May 17th, 2019 at 10:44 pm
At the Windy City Pulp Convention I had the pleasure of being on the PLANET STORIES panel and I made a point of mentioning that John Campbell of ASTOUNDING had some blind spots. One of them was Leigh Brackett. She appeared in his magazine with a couple early stories but she was in PLANET STORIES 20 times.
She also appeared many times in STARTLING and THRILLING WONDER. She was not the only outstanding author that Campbell shut out. It eventually came to haunt him in the 1950’s when GALAXY and F&SF opened their pages to his rejects.
May 17th, 2019 at 11:27 pm
Leigh Brackett did NOT ghost any books for Gypsy Rose Lee. She did write STRANGER AT HOME for George Sanders and pinch-hit for Edmond Hamilton on a few stories along with two comic book scripts for DC Comics.
And to be more of a killjoy, Brackettville, Texas was NOT named after Leigh. See:
https://en.wikipedia.org/wiki/Brackettville,_Texas
Finally, while Duke’s THE ALAMO *was* filmed north of Brackettville, RIO BRAVO’s locations were filmed in Old Tuscon, AZ (as were EL DORADO and RIO LOBO).
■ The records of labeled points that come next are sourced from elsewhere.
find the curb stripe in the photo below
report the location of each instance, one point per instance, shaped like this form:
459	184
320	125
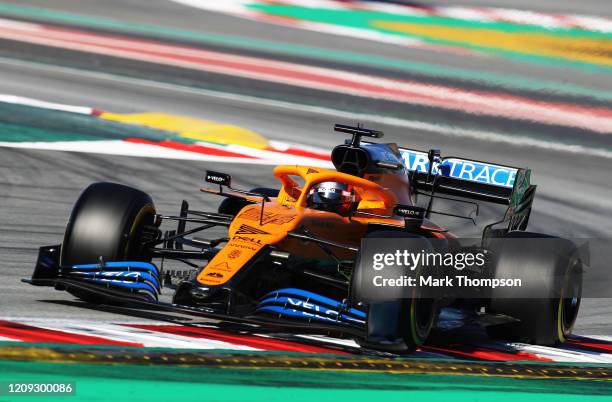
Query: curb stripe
27	333
195	148
254	341
479	353
524	17
488	103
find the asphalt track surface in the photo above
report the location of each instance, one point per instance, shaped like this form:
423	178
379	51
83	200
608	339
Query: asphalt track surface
40	187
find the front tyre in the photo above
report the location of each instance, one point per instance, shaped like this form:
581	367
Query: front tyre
107	222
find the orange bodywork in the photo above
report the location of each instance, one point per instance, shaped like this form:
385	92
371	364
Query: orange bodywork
251	230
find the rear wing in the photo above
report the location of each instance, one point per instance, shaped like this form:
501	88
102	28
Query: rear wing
474	180
465	178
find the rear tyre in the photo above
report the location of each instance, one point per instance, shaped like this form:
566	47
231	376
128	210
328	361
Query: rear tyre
107	222
399	325
550	268
231	206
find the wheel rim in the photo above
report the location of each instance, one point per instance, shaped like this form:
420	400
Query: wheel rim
569	304
422	318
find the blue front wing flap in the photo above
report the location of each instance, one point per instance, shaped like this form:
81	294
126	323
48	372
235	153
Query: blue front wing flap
302	304
137	277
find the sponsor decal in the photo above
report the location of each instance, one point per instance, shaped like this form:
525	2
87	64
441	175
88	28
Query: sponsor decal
234	254
464	169
223	266
243	246
218	178
246	229
409	211
314	310
254	214
247	239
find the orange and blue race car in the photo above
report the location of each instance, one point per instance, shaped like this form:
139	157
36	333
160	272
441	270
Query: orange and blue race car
293	257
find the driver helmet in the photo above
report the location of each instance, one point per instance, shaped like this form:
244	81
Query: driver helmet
331	196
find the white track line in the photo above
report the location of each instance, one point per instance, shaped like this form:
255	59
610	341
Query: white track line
124	333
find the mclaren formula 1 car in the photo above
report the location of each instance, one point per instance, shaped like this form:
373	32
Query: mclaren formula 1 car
291	256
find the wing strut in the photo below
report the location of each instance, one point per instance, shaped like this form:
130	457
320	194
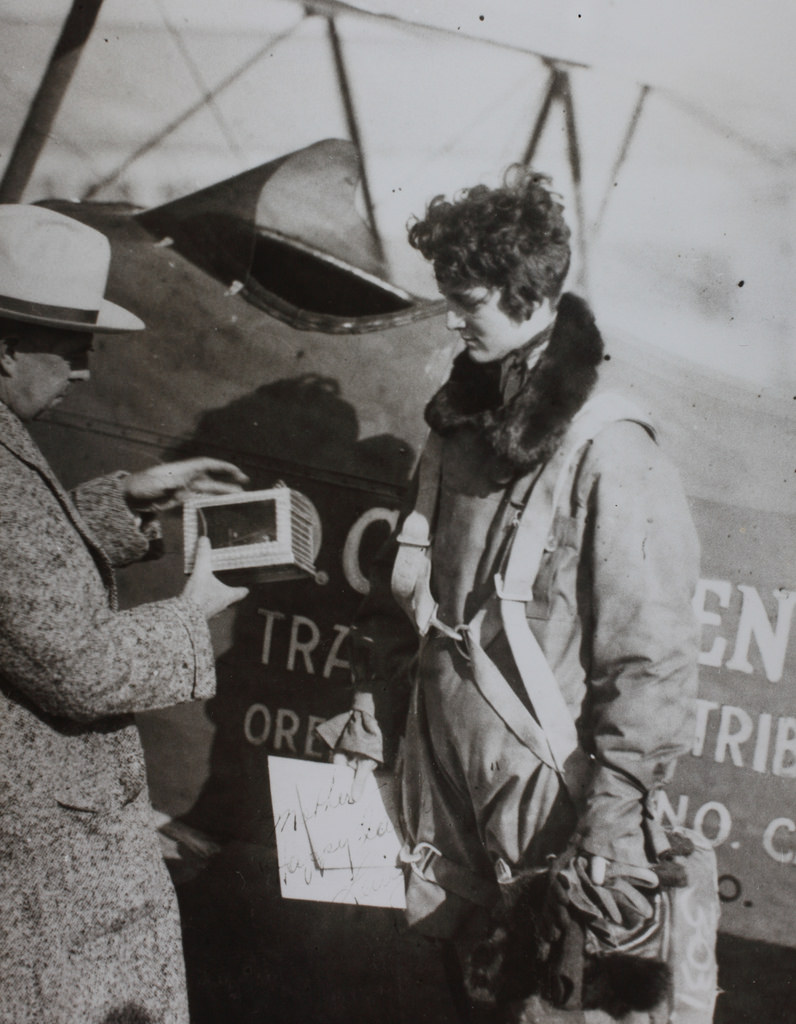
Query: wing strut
353	131
559	87
44	109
May 18th, 2019 at 12:06 am
Corrections always appreciated, Stephen. Thanks!
May 18th, 2019 at 6:03 am
Stephen Haffner: you forget, “This is the West, sir. When the legend becomes fact, print the legend.” from another film legendarily made in Brackettville!
May 18th, 2019 at 11:27 am
Roger: I “forget” nothing. In this case, there is no “legend,” merely an erroneous statement, now corrected. Leigh Brackett’s career is sufficient to stand on it’s factual merits; false embellishments are unnecessary.
May 18th, 2019 at 9:34 pm
Thanks for the corrections. Brackett was often named as the ghost for MOTHER FINDS A BODY, nice to find out the truth. Brackettville is another of those oft repeated stories I’m glad to hear the truth on.
She did, however, write the novelization of RIO BRAVO.
August 25th, 2019 at 11:10 am
I’d never heard any rumor of Brackett ghostwriting for Gypsy Rose Lee; the standard story was that Lee’s two mysteries had been ghosted by Craig Rice — though I gather the balance of opinion now is that isn’t correct either and that Lee wrote them by herself.
I think my first encounter with Brackett’s writing was that Bantam pb novelization of RIO BRAVO, which I read as a kid and thought excellent, though I’d pretty much passed through my westerns phase at the time. I didn’t actually see the movie itself (which I also enjoyed) until about twenty years later.
August 25th, 2019 at 11:48 am
Al Hubin is not his usual definitive self in the latest version of CRIME FICTION IV. He says the two mysetries under the Gypsy Rose Lee byline are “rumored” to have been done by Craig Rice.
I have also read elsewhere that Miss Lee actually wrote the books herself. It is quite possible.